Findlay was raised in New York City, where she attended private schools and first appeared on stage at around the age of 12 in Mrs. Wiggs of the Cabbage Patch and later Baby Mine at Daly’s Theatre. Her first major role came a few years later in a road production of Rebecca of Sunnybrook Farm and in 1917 she found success playing Marguerite in A Successful Calamity at Broadway’s Booth Theatre.

In November 1920 the diminutive 5 ft 2 in actress began a seven-month run at the Booth Theatre playing the dual roles of Tom Canty and Prince Edward in Amélie Rives' stage adaptation of Mark Twain's The Prince and the Pauper.

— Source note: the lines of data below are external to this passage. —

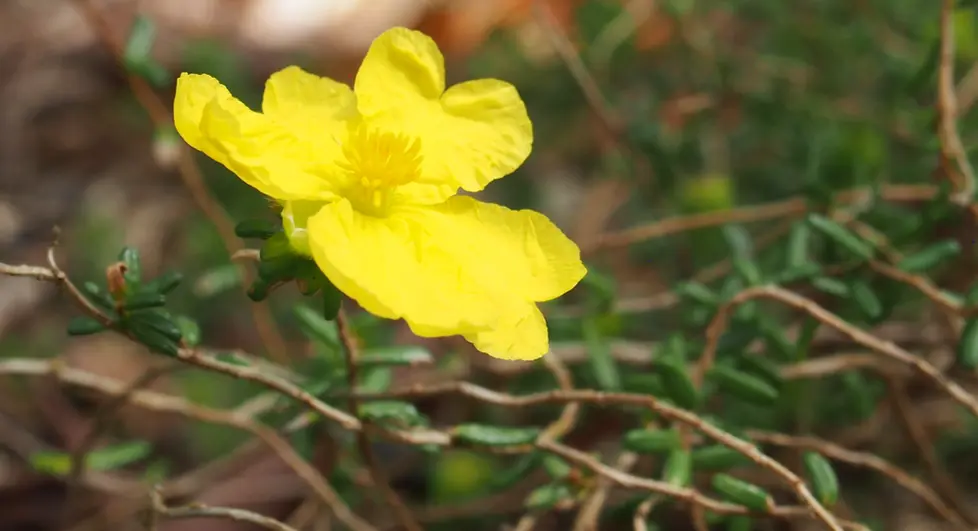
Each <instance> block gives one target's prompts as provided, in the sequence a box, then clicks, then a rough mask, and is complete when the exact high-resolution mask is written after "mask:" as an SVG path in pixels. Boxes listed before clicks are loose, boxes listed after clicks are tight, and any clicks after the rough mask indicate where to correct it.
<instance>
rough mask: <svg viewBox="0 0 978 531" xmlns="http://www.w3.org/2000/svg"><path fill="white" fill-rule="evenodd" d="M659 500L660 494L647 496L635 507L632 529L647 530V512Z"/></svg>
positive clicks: (650, 511)
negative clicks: (636, 506)
mask: <svg viewBox="0 0 978 531" xmlns="http://www.w3.org/2000/svg"><path fill="white" fill-rule="evenodd" d="M661 500H662V498H661V497H660V496H649V497H648V498H646V499H645V501H643V502H642V503H640V504H639V505H638V508H637V509H635V516H633V517H632V526H633V528H634V531H649V525H648V524H647V523H646V522H647V520H648V519H649V514H650V513H651V512H652V509H653V508H655V506H656V504H658V503H659V502H660V501H661Z"/></svg>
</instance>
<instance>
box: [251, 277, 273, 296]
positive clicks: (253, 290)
mask: <svg viewBox="0 0 978 531" xmlns="http://www.w3.org/2000/svg"><path fill="white" fill-rule="evenodd" d="M271 288H272V286H271V285H270V284H269V283H268V282H267V281H266V280H265V279H263V278H261V277H258V278H256V279H255V281H254V282H252V283H251V287H250V288H248V298H249V299H251V300H252V301H254V302H261V301H263V300H265V299H267V298H268V293H269V290H270V289H271Z"/></svg>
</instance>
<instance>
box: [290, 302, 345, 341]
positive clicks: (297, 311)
mask: <svg viewBox="0 0 978 531" xmlns="http://www.w3.org/2000/svg"><path fill="white" fill-rule="evenodd" d="M292 311H293V313H295V316H296V318H297V319H298V320H299V328H300V329H301V330H302V332H303V333H305V334H306V337H308V338H309V339H312V340H313V341H317V342H319V343H321V344H323V345H325V346H327V347H332V348H338V347H339V346H340V333H339V330H338V329H337V327H336V323H334V322H332V321H327V320H326V319H325V318H324V317H323V316H322V315H320V314H319V312H317V311H315V310H313V309H312V308H309V307H308V306H303V305H301V304H300V305H297V306H296V307H295V308H293V310H292Z"/></svg>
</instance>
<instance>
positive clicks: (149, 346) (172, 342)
mask: <svg viewBox="0 0 978 531" xmlns="http://www.w3.org/2000/svg"><path fill="white" fill-rule="evenodd" d="M126 327H127V328H128V329H129V331H130V332H131V334H132V337H133V339H135V340H136V341H139V342H140V343H142V344H143V345H145V346H146V347H148V348H150V349H151V350H153V351H155V352H158V353H160V354H165V355H167V356H173V357H176V356H177V355H178V354H179V353H180V346H179V345H178V344H177V342H176V341H174V340H173V339H172V338H171V337H168V336H167V335H165V334H163V333H161V332H160V331H159V330H157V329H156V328H154V327H153V326H151V325H149V324H147V323H145V322H143V321H132V322H129V323H127V325H126Z"/></svg>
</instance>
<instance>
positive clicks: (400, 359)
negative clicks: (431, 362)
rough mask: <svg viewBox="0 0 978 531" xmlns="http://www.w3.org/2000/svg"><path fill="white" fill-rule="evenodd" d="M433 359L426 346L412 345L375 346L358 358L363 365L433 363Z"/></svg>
mask: <svg viewBox="0 0 978 531" xmlns="http://www.w3.org/2000/svg"><path fill="white" fill-rule="evenodd" d="M433 359H434V358H432V356H431V352H430V351H429V350H428V349H426V348H424V347H418V346H410V345H409V346H390V347H375V348H371V349H367V350H364V351H363V352H361V353H360V357H359V358H357V365H359V366H361V367H363V366H369V365H385V366H387V365H395V366H400V365H407V366H414V365H421V364H425V363H431V361H432V360H433Z"/></svg>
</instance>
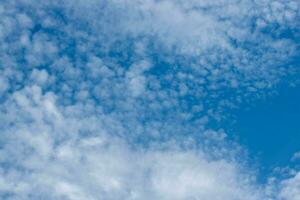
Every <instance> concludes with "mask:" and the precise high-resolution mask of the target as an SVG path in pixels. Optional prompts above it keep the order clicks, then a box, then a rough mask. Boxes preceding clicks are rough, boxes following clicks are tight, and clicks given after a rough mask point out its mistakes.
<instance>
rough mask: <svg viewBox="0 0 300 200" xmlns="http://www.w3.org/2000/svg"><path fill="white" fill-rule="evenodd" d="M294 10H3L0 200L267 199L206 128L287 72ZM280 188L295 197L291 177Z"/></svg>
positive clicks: (54, 8)
mask: <svg viewBox="0 0 300 200" xmlns="http://www.w3.org/2000/svg"><path fill="white" fill-rule="evenodd" d="M298 10H299V3H298V1H292V0H290V1H275V2H274V1H270V0H264V1H261V2H256V1H250V0H242V1H238V0H230V1H224V0H215V1H194V0H187V1H181V0H176V1H169V0H165V1H154V0H146V1H140V0H132V1H128V0H120V1H119V0H118V1H117V0H113V1H101V0H89V1H82V0H77V1H64V2H63V3H62V2H61V1H55V0H54V1H43V2H40V1H36V0H18V1H14V0H12V1H4V2H3V4H2V5H0V15H1V16H0V17H1V19H2V20H1V22H0V40H1V46H0V57H1V61H0V72H1V75H0V93H1V95H2V93H3V94H4V95H3V99H0V100H1V102H0V121H1V123H0V128H1V134H0V135H1V136H0V146H1V148H0V197H1V198H3V199H74V200H80V199H95V200H98V199H112V200H114V199H146V200H147V199H162V200H168V199H180V200H181V199H182V200H184V199H201V200H206V199H207V200H211V199H213V200H218V199H222V200H227V199H228V200H242V199H243V200H256V199H258V200H262V199H268V198H269V197H267V195H265V194H264V187H265V186H261V185H259V184H257V183H256V182H255V176H254V175H253V174H252V173H251V170H249V169H248V168H247V166H246V165H243V164H241V161H240V160H241V159H242V158H239V156H240V152H239V151H240V150H239V148H240V147H238V145H232V143H231V142H230V141H227V139H226V133H224V131H223V130H219V131H215V130H211V129H208V128H207V125H208V124H209V122H210V120H211V118H212V117H215V118H218V117H220V116H223V115H224V110H222V106H224V107H226V108H230V106H231V105H235V104H238V102H240V101H242V100H243V98H245V97H247V98H248V97H249V96H250V97H251V93H252V92H251V91H254V92H257V93H259V92H262V93H264V91H265V90H268V89H271V88H272V87H273V86H274V85H276V84H277V83H278V81H280V80H282V77H283V76H284V75H287V74H289V73H290V69H288V68H287V69H285V68H283V67H280V65H282V64H284V63H285V62H286V61H287V60H289V59H290V58H292V57H293V55H294V54H295V52H297V51H298V50H297V45H299V44H298V43H297V42H296V41H294V40H292V39H288V38H279V37H278V35H280V34H282V33H283V32H284V30H285V29H286V28H290V29H293V30H294V29H295V27H297V24H299V23H298V21H297V19H298V18H299V16H298V15H297V11H298ZM276 23H277V24H276ZM255 24H257V26H256V25H255ZM274 24H275V25H274ZM276 27H279V28H278V29H276ZM266 30H267V31H269V32H270V31H271V30H273V31H271V32H270V33H269V34H266ZM227 90H229V91H230V93H232V94H231V95H230V97H228V99H227V97H224V96H226V95H224V91H227ZM6 91H9V92H6ZM255 96H259V94H256V95H255ZM224 98H225V99H224ZM241 99H242V100H241ZM231 100H232V102H231V103H230V104H229V103H228V102H229V101H231ZM236 106H238V105H236ZM224 116H225V115H224ZM228 143H229V144H228ZM245 160H246V159H245ZM280 186H281V187H282V188H281V190H280V191H279V192H277V193H276V195H277V196H280V198H283V199H286V200H294V199H297V198H298V195H299V194H298V193H299V190H298V175H296V176H295V177H294V178H291V179H287V180H284V181H282V183H280ZM276 195H275V196H276ZM277 196H276V197H275V199H276V198H277ZM270 198H271V197H270Z"/></svg>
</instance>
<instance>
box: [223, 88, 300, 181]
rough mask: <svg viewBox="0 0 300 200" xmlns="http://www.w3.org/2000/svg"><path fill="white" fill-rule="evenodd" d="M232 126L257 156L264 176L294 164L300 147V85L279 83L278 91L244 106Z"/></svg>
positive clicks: (245, 144)
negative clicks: (275, 168) (249, 105)
mask: <svg viewBox="0 0 300 200" xmlns="http://www.w3.org/2000/svg"><path fill="white" fill-rule="evenodd" d="M228 128H229V127H228ZM230 129H231V130H230V132H231V133H233V134H236V135H237V136H238V138H239V142H240V143H241V144H242V145H243V146H245V147H246V148H247V149H248V150H249V153H250V156H251V157H253V158H256V159H257V162H258V164H259V166H261V167H260V168H261V169H260V172H261V176H262V177H263V176H267V174H266V173H271V171H272V169H274V167H285V166H292V165H293V164H295V163H293V162H291V157H292V156H293V154H294V153H295V152H297V151H300V86H297V87H284V86H282V87H279V88H278V94H276V95H273V96H269V97H267V98H266V99H264V100H260V101H257V102H255V105H254V106H253V107H251V108H249V107H248V106H245V107H241V108H240V109H238V110H237V111H236V122H235V123H234V124H233V125H232V126H231V127H230Z"/></svg>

Findlay’s last Broadway performances were playing Deborah Hawks in the 1941 production of The Land Is Bright at the Music Box Theatre.

During the early years of her acting career Findlay appeared in at least six silent films, all produced before 1920. Her most notable film performance may have been as Dora Baxter in The Salamander (1916), a film based on the 1913 novel by Owen Johnson. Over her career, she worked with William Gillette, William Farnum, Eugene O'Brien, Lionel Barrymore and William Faversham.

Findlay left the stage within a year or so of her marriage to investment banker Donald W. Lamb in 1927. In 1941 she came out of retirement to appear in The Land Is Bright, a play written by George S. Kaufman and Edna Ferber.

Ruth Findlay Lamb died in New York City on July 13, 1949. She was survived by her husband, three sisters and a brother.